Make Em Talk

by digby

It's really too bad that we now have a new rule that nothing ever passes the Senate without 60 votes. I'm not sure when this became business as usual, but the media seem to have absorbed it as if it were set forth in the constitution. No explanations necessary, just a matter of fact.

Kevin Drum beat me to it, but I'm going to re-run the same chart he did to illustrate what a crock this is:



As Kevin says:

As you can see, Republicans aren't just obstructing legislation at normal rates. They're obstructing legislation at three times the usual rate. They're absolutely desperate to keep this stuff off the president's desk, where the only choice is to either sign it or else take the blame for a high-profile veto.

As things stand, though, Republicans will largely avoid blame for their tactics. After all, the first story linked above says only that the DC bill "came up short in the Senate" and the second one that the habeas bill "fell short in the Senate." You have to read with a gimlet eye to figure out how the vote actually broke down, and casual readers will come away thinking that the bills failed because of some kind of generic Washington gridlock, not GOP obstructionism...Would it really be so hard for reporters to make it clear exactly who's responsible for blocking these bills?




Uhm, yes. Aside from telling gripping "stories" about the candidates' inner psychological selves the media believes it has no responsibility to report anything but who's up and who's down and who "wins" and who "loses" in the "game" of politics. The fact that this new 60-vote gambit is purely to protect the president to ever have to veto anything that's popular never comes up. Neither, however, does the the press bother to report this as unusual or that the Republican congress is, in effect, vetoing popular legislation by filibustering everything in sight. In fact, the press is reporting this as if the democrats have failed to move their popular legislation even though they have a majority --- never mentioning that a majority is no longer enough, something that I doubt the public knows.

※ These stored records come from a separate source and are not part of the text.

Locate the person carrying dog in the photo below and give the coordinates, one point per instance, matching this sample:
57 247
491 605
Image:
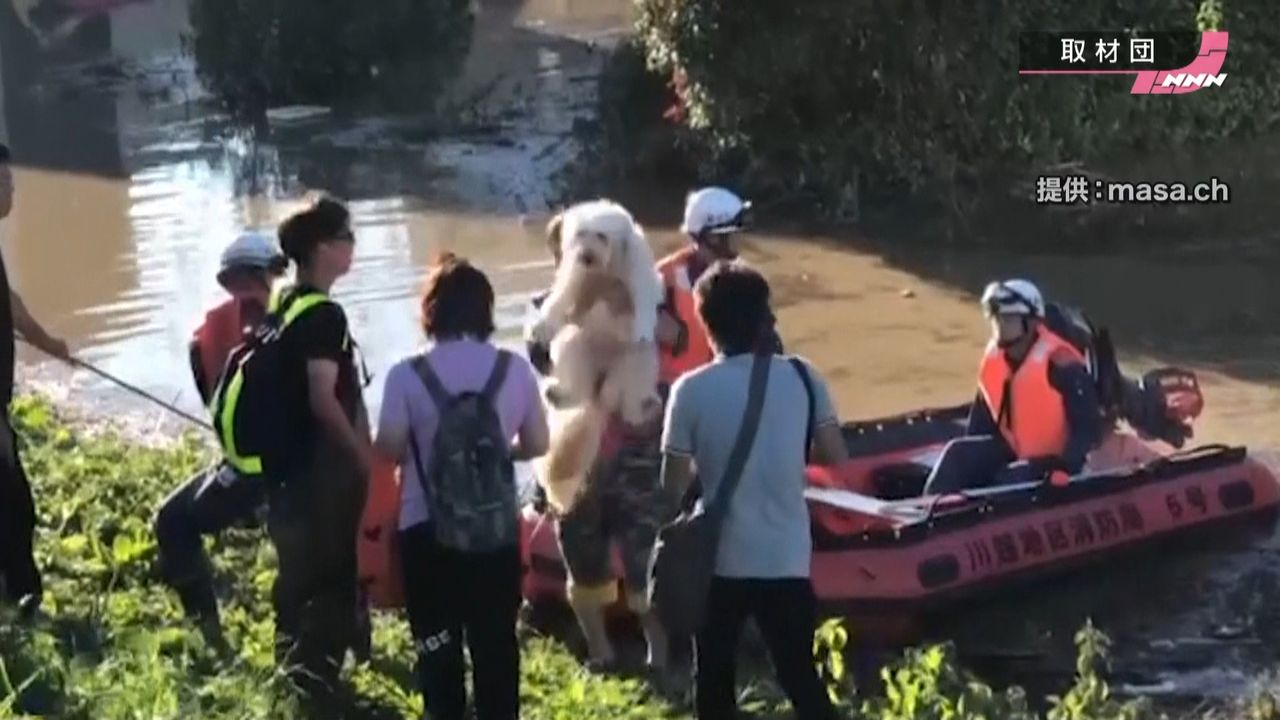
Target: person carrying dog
622 502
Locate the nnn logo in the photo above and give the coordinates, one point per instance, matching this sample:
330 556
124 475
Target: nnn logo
1187 80
1205 71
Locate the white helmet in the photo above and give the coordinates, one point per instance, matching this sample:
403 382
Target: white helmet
252 250
713 210
1013 297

The Democrats are going to have to force real filibusters. I know that it will disrupt the business of the senate, but there's really no other choice. Look at that chart. The Republicans have successfully halted virtually anything worth doing with these EZ-Filibusters. Forget cloture. Make 'em talk.

I'm still looking forward to hearing Huckleberry Graham doing his dramatic reading of Miss Mellie's death scene. And I hear St John McCain does an amazing rendition of Captain Queeg's "strawberries" soliloquy. Let 'em stand there and blather on until they're hoarse. It's the only way to break this silly deadlock and instruct the country about who's stopping the congress from getting anything done. The press certainly isn't getting the job done. Everybody's blaming the Dems for being ineffectual so they really have no choice but to force these Republicans to filibuster for real or risk paying the price at the ballot box when the Republicans run against the "do-nothing congress."

The restore habeas bill only got 54 votes today. A majority, which had the senate's business been conducted as properly conceived would have either resulted in the Republicans standing up for days and defending the use of torture and indefinite imprisonment or they would have caved and forced their delicate little prince to have to veto the damned thing. Either way it would have been clear that it was the Republicans who like torture, not the Democrats.

And surprisingly, torture and indefinite imprisonment aren't actually popular:


A solid 63% majority of American voters say they favor passage of legislation that would "give Guantánamo detainees the legal right to have their detention reviewed in federal court, and require the government to demonstrate that it has a lawful reason to imprison them." Only one-third (32%) of voters express opposition. This level of support for habeas is more impressive still when one considers that survey participants had been informed that the detainees are "accused terrorists."

Support for the habeas legislation is broad, extending across many demographic lines (see table). For example, we find majority support among both men and women; among whites, African Americans, and Hispanics; and in all regions of the country. Crucial swing political constituencies also voice solid approval, including 66% of independents, 69% of presidential swing voters, and 71% of moderates. Although Republicans are opposed by 58% to 39%, strong opposition is limited to a narrow political base of conservative Republicans (66% opposed) and GOP men (69% opposed). By contrast, a majority of GOP women (53%) and a plurality of moderate-to-liberal Republicans (50%) favor the habeas legislation.


Why should the Republicans in congress get away with shielding themselves and their loathed president from responsibility for doing all this stuff the public doesn't support? Make 'em explain themselves for as long as it takes to break their damned filibuster.


Update: Another good reason to make 'em stand up and defend this crap in a real filibuster:

Jonathan Weisman and Shailagh Murray write in The Washington Post: "With a difficult war debate looming and presidential vetoes for a host of popular legislation threatened, moderate Republicans in Congress are facing a tough choice: Stand by President Bush or run for their political lives.

"Votes are due soon on Iraq, an expansion of a children's health insurance program and an array of spending bills. GOP leaders hope to use them to regain credibility with their base voters as a party for strong defense and fiscal discipline. But moderates, many of them facing the possibility of difficult reelection bids next year, are dreading the expected showdowns."


Republicans are between a rock and a hard place. Democrats should be squeezing as hard as they can.